Monday, October 31, 2011

Day 31: Where to Go From Here, and a Whole Lotta Chocolate

I may as well let you know right now, we are not the good little Christian family who dutifully disapproves of all things Halloween. We are not even the quasi-good Christian family who chooses a healthy and safe alternative church carnival event with a title like Hallo-lujah. We've tried those. We pretty much hate them. I''m sorry.

My husband and I both grew up in solid Christian homes and still went trick-or-treating every year. It was the 70's. Christians where we lived apparently didn't know that we were supposed to ban such activities. We just knew that it is really fun to wear silly costumes and collect obscene quantities of candy for free. The Halloweens of my childhood are among my favorite memories.

Living in the country, there are not options for trick-or-treating near our house, but we do live near a very quaint and sleepy little small town, where it is quite safe to go from door to door. So we took the kids out tonight for the annual candy haul, wherein they put on costumes and we march them from house to house until we feel like they have a sufficient amount of good candy (read: chocolate-based) for us to collect a hefty stash of our own in the form of parental taxes and fees.

Actually, we won't be raking in as much for ourselves this year, as Tano didn't walk around with us. Having hit the ninth grade this year and everything that comes with being a wanna-be cool high school guy, he surprised us tonight as we got ready to go out (in his terrible Joker costume with very disturbing makeup that I was NOT pleased with, but a little proud of the techniques he is learning) by asking if he could just get dropped off at the gas station so he could go hang out with his friends. We both remember walking around with our friends for Halloween at that age, too, so it wasn't too terrible of a shock, just a little jolting, but the bigger concern was how it would effect our tax collection. We headed to the car, feeling a bit worried, and noticed that he wasn't carrying a bucket--our better yet, a pillow case.

"Did you forget something to collect candy in, son?"

"Nah. I have big pockets in my trench coat, so I'll just put candy in those."

"Those pockets won't hold much!" I tried to keep the panic from rising in my voice.

"That's ok. My friends and I aren't really into trick-or-treating that much. I don't really need a big ol' stash of candy. We're just going to hang out."

Hang out? What good does that do me? Have we taught this child nothing?

I was disappointed, to say the least, but I let it go. Somebody had to be the grown-up after all.

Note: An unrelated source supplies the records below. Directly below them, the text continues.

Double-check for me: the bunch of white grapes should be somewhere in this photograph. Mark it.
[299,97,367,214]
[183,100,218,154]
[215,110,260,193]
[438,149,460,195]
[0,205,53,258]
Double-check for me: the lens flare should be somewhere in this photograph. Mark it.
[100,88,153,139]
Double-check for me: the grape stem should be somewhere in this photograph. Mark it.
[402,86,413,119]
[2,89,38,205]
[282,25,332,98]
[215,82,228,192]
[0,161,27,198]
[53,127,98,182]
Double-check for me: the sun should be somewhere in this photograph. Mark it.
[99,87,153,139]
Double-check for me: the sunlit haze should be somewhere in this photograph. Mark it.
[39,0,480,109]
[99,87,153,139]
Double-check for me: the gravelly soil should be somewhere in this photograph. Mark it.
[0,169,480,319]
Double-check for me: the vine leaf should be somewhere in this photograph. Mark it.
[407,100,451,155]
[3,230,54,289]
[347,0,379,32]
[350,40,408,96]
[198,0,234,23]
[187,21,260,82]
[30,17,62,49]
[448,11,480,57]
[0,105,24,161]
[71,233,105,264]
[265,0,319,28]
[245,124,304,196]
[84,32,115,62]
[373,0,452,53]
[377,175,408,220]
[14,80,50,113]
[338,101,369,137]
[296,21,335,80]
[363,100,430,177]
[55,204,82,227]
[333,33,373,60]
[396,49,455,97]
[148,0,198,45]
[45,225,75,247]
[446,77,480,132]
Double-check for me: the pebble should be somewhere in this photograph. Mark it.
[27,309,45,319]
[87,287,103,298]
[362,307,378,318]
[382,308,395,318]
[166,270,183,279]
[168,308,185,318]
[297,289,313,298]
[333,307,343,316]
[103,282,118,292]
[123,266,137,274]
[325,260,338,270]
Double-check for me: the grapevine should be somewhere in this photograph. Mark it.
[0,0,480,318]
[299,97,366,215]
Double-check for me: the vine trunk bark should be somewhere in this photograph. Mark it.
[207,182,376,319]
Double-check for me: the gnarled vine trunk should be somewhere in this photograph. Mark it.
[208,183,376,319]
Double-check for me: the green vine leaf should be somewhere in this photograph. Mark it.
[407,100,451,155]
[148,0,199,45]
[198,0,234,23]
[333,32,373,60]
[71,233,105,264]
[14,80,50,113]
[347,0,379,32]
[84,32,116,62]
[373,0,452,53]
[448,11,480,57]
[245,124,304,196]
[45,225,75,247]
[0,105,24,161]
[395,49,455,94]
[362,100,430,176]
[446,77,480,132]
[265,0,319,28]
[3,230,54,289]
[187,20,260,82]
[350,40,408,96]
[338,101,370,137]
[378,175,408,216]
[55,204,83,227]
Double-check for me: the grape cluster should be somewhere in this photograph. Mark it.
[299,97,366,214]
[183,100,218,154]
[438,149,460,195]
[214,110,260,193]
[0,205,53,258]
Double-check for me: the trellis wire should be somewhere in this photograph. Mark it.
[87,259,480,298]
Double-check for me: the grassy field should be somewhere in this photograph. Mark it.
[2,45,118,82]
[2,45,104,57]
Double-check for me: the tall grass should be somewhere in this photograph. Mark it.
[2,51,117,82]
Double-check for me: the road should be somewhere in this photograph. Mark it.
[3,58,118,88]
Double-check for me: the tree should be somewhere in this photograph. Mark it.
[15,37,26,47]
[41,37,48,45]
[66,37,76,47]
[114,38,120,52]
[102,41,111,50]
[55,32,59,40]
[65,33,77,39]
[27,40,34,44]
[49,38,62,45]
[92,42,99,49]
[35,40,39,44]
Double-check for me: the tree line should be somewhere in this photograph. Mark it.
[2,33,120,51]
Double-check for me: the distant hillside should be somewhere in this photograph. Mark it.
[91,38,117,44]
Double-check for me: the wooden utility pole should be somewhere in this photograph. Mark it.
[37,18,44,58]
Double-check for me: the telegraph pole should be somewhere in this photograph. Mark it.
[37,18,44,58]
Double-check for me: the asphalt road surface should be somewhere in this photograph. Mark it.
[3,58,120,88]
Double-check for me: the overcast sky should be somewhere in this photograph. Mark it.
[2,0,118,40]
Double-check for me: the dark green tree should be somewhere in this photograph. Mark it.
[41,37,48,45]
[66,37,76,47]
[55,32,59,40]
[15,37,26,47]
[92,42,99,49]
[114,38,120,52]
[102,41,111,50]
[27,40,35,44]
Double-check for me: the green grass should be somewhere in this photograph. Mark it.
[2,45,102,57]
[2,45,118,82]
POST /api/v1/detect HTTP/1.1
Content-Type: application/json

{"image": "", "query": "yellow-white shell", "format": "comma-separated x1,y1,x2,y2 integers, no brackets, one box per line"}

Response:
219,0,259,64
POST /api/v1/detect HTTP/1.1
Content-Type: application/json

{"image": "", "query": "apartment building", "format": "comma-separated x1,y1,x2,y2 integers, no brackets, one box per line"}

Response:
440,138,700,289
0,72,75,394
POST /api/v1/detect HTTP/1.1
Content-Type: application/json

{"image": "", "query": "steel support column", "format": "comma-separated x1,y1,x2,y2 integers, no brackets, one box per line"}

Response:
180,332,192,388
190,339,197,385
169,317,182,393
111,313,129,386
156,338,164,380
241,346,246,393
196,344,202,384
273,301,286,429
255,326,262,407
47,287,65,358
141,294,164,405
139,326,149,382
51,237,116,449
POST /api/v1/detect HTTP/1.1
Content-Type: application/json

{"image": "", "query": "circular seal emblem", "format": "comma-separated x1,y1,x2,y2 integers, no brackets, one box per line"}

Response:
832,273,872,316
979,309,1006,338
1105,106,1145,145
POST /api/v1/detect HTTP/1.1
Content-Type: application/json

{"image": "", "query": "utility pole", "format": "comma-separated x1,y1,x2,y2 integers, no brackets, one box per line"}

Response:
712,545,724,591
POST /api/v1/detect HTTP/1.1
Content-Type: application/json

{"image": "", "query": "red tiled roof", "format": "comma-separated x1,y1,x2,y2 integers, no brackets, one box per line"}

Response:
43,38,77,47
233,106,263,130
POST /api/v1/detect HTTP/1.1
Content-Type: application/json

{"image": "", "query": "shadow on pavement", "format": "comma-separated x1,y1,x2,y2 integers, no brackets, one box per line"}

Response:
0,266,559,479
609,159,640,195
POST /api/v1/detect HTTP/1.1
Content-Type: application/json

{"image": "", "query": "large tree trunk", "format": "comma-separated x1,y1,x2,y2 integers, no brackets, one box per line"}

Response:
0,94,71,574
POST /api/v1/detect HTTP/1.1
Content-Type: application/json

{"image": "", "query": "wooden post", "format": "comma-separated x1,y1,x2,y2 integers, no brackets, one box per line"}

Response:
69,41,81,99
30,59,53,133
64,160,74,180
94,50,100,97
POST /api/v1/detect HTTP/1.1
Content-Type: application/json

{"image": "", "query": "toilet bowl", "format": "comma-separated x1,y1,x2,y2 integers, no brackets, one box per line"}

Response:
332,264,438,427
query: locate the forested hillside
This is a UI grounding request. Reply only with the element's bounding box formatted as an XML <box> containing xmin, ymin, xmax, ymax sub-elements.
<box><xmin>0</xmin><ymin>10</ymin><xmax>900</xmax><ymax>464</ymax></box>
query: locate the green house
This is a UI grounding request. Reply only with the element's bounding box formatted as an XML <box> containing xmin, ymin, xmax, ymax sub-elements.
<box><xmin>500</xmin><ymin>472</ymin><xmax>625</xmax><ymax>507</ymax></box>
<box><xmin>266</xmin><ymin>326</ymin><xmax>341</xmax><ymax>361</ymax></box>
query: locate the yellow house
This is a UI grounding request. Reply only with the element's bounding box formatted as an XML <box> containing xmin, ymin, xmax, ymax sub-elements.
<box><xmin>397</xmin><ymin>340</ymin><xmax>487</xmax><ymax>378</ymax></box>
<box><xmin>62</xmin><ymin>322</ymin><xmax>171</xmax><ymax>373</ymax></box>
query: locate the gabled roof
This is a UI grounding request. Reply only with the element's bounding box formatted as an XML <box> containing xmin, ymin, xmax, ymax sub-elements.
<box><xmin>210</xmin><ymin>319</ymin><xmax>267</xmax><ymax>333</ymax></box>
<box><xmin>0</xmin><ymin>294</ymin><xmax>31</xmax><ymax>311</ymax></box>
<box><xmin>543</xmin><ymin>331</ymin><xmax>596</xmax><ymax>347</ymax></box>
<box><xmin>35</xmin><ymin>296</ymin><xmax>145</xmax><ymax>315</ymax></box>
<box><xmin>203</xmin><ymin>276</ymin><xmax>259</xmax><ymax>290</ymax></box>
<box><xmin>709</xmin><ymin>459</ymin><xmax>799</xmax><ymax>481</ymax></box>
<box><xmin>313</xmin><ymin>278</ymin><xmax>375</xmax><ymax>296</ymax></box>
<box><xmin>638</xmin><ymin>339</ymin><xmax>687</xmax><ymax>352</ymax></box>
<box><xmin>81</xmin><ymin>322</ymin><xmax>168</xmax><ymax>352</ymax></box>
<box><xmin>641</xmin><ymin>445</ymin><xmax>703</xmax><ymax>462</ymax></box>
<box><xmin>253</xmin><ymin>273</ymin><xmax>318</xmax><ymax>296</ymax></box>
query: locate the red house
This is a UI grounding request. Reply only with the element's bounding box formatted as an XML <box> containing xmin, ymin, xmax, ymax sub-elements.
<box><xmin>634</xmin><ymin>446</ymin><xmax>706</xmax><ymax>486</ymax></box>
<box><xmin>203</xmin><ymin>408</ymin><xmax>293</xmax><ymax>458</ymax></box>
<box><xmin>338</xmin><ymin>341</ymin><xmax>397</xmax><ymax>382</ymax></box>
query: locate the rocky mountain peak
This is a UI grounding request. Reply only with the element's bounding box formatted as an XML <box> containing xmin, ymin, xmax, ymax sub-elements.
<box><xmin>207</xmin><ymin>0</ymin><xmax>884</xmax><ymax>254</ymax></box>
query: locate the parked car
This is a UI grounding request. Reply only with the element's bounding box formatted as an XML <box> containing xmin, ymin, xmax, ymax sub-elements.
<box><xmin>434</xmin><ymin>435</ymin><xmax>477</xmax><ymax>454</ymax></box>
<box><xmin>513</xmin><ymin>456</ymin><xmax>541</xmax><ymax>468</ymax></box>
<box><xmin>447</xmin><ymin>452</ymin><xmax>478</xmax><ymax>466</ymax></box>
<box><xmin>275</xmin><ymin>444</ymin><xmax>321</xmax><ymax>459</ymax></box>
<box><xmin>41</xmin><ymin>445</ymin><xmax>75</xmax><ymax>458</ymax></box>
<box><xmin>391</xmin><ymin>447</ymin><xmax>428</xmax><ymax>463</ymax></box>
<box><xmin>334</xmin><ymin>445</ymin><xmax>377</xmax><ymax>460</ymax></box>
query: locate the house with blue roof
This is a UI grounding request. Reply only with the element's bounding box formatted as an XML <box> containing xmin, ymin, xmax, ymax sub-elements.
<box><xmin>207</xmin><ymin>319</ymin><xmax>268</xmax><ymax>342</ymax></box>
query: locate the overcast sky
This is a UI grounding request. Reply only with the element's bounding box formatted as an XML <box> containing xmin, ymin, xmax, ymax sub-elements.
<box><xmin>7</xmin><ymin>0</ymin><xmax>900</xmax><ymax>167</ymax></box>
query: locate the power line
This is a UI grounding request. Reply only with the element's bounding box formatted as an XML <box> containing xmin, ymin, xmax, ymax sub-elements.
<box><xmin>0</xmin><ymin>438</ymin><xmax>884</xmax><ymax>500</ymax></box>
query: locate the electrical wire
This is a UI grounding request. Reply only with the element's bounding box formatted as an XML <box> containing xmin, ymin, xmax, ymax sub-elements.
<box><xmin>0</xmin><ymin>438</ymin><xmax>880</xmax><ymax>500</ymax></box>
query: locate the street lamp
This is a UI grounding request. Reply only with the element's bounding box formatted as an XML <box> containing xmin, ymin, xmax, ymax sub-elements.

At least we still had Ellie. She was dressed in a costume she had designed herself a couple of weeks ago at Goodwill--the thrift store where most of our favorite items have come from. She was a white woman from Africa, complete with a very African-looking dress, colorful costume jewelry and a contrasting colored turban wrapped high upon her head. But the best part was the basket perched atop the turban, held in place with a little hidden engineering magic so that it looked as if she was balancing it precariously for the whole evening. When someone came to the door with candy (and invariably laughed and oohed and aahed over her very unique costume), she would bend at the knees, back still straight and head erect, and ask them to place the candy in her basket. After thanking them politely, she would rise carefully, make a bit of small talk and then walk off into the night with perfect posture. Everyone stayed at the door and stared as she walked away. Many called for other family members to come to the door to look at the girl with the basket on her head.

"Harold, come here and see this girl with the basket on her head! Hurry--she's leaving! She had me put the candy right into the basket and look how she balances..." Their voices would fade into the night as we would walk on to the next house, all of us smiling in the darkness between porch lights.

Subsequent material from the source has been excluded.